El abogado de uno de los empresarios a los que Podemos propone llevar a prisión en función del precedente de Pantoja ve «folclórica» la idea

RAMÓN MUÑIZGIJÓN.

El exconsejero José Luis Iglesias Riopedre, de 79 años y en prisión por tres delitos desde la noche del lunes, no tiene a la fiscalía de su parte. La especialista en Derecho Penitenciario que lleva su defensa, Anabel Prieto, presentó en la Audiencia Provincial dos informes médicos, una copia del indulto que tiene tramitado, y una petición para sacarle de la cárcel por motivos de salud o, al menos, en tanto el Gobierno central resuelve si le concede o no el perdón. Antes de tomar una decisión los magistrados plantearon la cuestión al ministerio fiscal para que orientara con su criterio. Aunque la decisión final la tiene la sección tercera, las ocasiones en las que fiscal y magistrados mantienen posiciones distintas ante este tipo de cuestiones son las menos.

La Fiscalía ha aclarado que se opone a aplazar o suspender el internamiento en prisión. «No procede ni está justificado», indican desde el departamento. Mantiene así el criterio expresado en 2011, cuando Iglesias Riopedre fue por primera vez llevado a la cárcel asturiana, en calidad de preso preventivo, tras la redada que sacó a la luz pública la investigación del 'caso Renedo'.

Entonces su letrado también esgrimió el precario estado de salud del cliente. La representante de la Fiscalía en aquella vista, María Luisa García, contrapuso que la ciudadanía debía «ver cómo la Justicia actúa con el mismo rigor aquí que con un drogadicto». Y abundó en que las enfermedades que entonces presentaba «no le impidieron cometer los delitos que se le imputan». Lo cierto es que en los nueve años de caso el expediente de Iglesias Riopedre ha añadido seis problemas de salud más.

Además del exconsejero, la Audiencia dictó el lunes los ingresos en prisión de su ex directora general, María Jesús Otero; la exfuncionaria Marta Renedo, y los empresarios Víctor Manuel Muñiz y Alfonso Carlos Sánchez. Todos cumplen sus respectivas condenas de privación de libertad desde entonces. Salvo en el caso de Renedo, están además pendientes de otros pleitos paralelos que amenazan con alargar su tiempo entre rejas.

La acusación popular que ejerce Podemos por su parte intenta que dos personas más acaben en la cárcel. Se trata de los empresarios Maximino Fernández y Antonio Azorín, a los que se les impusieron condenas de un año y ocho meses respectivamente.
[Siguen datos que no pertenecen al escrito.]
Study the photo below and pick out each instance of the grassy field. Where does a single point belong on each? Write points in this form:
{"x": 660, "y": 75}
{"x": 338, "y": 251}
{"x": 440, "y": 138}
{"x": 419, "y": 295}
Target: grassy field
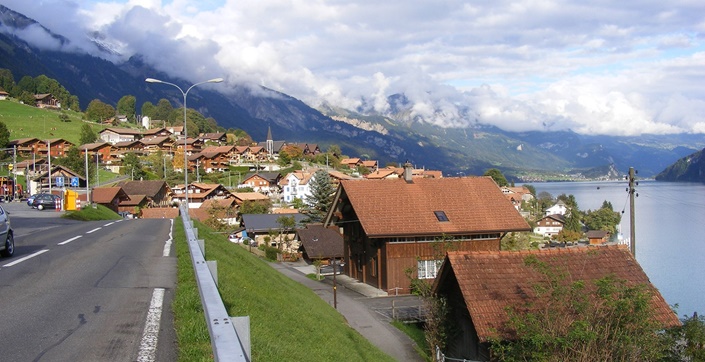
{"x": 25, "y": 121}
{"x": 288, "y": 322}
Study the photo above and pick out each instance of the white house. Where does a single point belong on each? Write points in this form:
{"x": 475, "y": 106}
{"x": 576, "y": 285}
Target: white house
{"x": 559, "y": 208}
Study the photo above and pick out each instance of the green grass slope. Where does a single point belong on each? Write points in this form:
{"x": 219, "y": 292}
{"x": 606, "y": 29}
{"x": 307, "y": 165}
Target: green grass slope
{"x": 25, "y": 121}
{"x": 288, "y": 322}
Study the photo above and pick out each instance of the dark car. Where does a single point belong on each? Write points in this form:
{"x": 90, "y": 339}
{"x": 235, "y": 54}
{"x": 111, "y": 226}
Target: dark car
{"x": 7, "y": 241}
{"x": 46, "y": 201}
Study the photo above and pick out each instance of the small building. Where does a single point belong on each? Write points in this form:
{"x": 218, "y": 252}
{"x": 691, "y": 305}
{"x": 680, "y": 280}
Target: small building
{"x": 550, "y": 225}
{"x": 480, "y": 286}
{"x": 597, "y": 237}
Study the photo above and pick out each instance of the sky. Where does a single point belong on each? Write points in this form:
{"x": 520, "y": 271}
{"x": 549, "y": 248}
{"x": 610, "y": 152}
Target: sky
{"x": 622, "y": 68}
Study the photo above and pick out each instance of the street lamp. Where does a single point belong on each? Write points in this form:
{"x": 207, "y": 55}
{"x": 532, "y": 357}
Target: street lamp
{"x": 215, "y": 80}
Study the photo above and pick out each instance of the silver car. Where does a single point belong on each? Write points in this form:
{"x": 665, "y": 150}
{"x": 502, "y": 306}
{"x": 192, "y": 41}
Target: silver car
{"x": 7, "y": 248}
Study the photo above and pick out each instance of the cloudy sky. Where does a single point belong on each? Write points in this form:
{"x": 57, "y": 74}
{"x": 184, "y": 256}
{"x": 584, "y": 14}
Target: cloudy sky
{"x": 593, "y": 66}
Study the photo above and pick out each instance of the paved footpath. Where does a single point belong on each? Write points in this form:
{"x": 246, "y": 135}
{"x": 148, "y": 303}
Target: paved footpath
{"x": 360, "y": 317}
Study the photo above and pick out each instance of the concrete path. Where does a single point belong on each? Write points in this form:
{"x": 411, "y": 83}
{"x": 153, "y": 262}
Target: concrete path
{"x": 351, "y": 304}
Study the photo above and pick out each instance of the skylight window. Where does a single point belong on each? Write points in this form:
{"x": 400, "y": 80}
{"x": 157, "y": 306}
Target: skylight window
{"x": 441, "y": 215}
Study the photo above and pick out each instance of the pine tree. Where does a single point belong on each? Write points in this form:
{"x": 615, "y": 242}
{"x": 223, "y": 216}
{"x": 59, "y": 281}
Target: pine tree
{"x": 321, "y": 197}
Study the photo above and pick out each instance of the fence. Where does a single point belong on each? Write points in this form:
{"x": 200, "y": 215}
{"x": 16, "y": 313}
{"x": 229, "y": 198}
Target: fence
{"x": 230, "y": 336}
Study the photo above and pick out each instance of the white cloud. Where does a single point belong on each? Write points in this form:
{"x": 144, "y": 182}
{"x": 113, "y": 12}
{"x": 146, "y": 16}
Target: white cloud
{"x": 595, "y": 67}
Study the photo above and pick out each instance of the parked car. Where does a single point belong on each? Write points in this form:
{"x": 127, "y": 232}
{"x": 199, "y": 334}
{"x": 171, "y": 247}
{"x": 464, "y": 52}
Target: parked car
{"x": 46, "y": 201}
{"x": 7, "y": 247}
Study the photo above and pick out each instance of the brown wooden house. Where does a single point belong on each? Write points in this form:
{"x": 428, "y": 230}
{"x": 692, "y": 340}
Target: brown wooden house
{"x": 393, "y": 225}
{"x": 480, "y": 286}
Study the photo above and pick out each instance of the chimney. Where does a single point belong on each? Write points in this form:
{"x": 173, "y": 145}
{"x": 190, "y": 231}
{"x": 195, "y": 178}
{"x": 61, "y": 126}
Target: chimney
{"x": 408, "y": 171}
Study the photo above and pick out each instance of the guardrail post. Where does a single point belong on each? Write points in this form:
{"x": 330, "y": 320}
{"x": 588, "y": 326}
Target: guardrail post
{"x": 213, "y": 267}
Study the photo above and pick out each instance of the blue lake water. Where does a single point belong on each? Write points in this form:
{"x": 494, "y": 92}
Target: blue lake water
{"x": 670, "y": 232}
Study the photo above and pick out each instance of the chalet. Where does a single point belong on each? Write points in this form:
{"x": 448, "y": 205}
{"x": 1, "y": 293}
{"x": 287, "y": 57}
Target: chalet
{"x": 319, "y": 243}
{"x": 156, "y": 144}
{"x": 264, "y": 182}
{"x": 390, "y": 226}
{"x": 559, "y": 208}
{"x": 219, "y": 138}
{"x": 260, "y": 226}
{"x": 104, "y": 149}
{"x": 597, "y": 237}
{"x": 156, "y": 132}
{"x": 224, "y": 210}
{"x": 550, "y": 225}
{"x": 56, "y": 147}
{"x": 109, "y": 197}
{"x": 156, "y": 192}
{"x": 198, "y": 193}
{"x": 115, "y": 135}
{"x": 480, "y": 287}
{"x": 46, "y": 100}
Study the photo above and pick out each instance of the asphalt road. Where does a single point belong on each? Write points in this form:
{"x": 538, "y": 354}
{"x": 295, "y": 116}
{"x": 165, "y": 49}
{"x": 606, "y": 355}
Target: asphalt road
{"x": 86, "y": 291}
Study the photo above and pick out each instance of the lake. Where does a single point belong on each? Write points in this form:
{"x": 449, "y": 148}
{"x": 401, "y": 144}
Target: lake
{"x": 670, "y": 232}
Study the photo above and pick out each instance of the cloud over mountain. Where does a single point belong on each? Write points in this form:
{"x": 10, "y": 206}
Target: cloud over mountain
{"x": 597, "y": 68}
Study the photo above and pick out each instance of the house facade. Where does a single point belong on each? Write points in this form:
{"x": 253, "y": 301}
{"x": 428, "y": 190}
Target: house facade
{"x": 390, "y": 226}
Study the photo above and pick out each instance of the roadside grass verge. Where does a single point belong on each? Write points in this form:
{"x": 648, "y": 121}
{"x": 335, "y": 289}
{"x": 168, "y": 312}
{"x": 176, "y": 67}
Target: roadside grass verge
{"x": 416, "y": 333}
{"x": 288, "y": 321}
{"x": 91, "y": 214}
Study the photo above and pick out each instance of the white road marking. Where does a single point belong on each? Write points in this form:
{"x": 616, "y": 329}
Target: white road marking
{"x": 69, "y": 240}
{"x": 26, "y": 257}
{"x": 167, "y": 244}
{"x": 150, "y": 336}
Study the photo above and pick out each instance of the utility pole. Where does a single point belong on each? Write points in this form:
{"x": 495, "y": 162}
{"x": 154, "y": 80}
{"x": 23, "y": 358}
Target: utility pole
{"x": 632, "y": 224}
El Código Penal prevé que cuando las sentencias quedan por debajo de los dos años y el procesado carezca de antecedentes penales se le pueda suspender la entrada en la cárcel. La formación morada solicita que la Audiencia no atienda a este precepto y lo hace basándose en la decisión que sus colegas de Málaga adoptaron con la tonadillera Isabel Pantoja.

Entre Málaga y Asturias

La cantante fue condenada por blanqueo de capitales a dos años de privación de libertad y el pago de 1,14 millones. La Audiencia Provincial de Málaga decretó su entrada en la cárcel aseverando que los delitos de corrupción «suponen uno de los ataques más demoledores que puedan infringir a una sociedad democrática» y que en la gestión de estas condenas «debe primar por encima de todo la función de prevención general». Específicamente apostó por usar el ejemplo para «intimidar a todos aquellos ciudadanos que pudieran sentirse tentados a realizar» las mismas prácticas.

«Es una petición folclórica», responde Alberto García Montes, abogado defensor de Azorín. «No existe ni una sola razón jurídica para denegar la suspensión; esto no tiene nada que ver con la Pantoja», abunda. Su cliente fue condenado a ocho meses por haber pasado tres facturas falsas para cobrarse unos trabajos, recuerda. «La falsedad en documento mercantil no es un cohecho, ni un fraude, ni exacciones ilegales; no pertenece a los delitos de corrupción», sostiene el letrado. García Montes alega, además, que la suspensión de penas cortas «no es un regalo al reo, es un instrumento que persigue su resocialización, algo que la doctrina demuestra que se pierde si se lo desarraiga de la sociedad».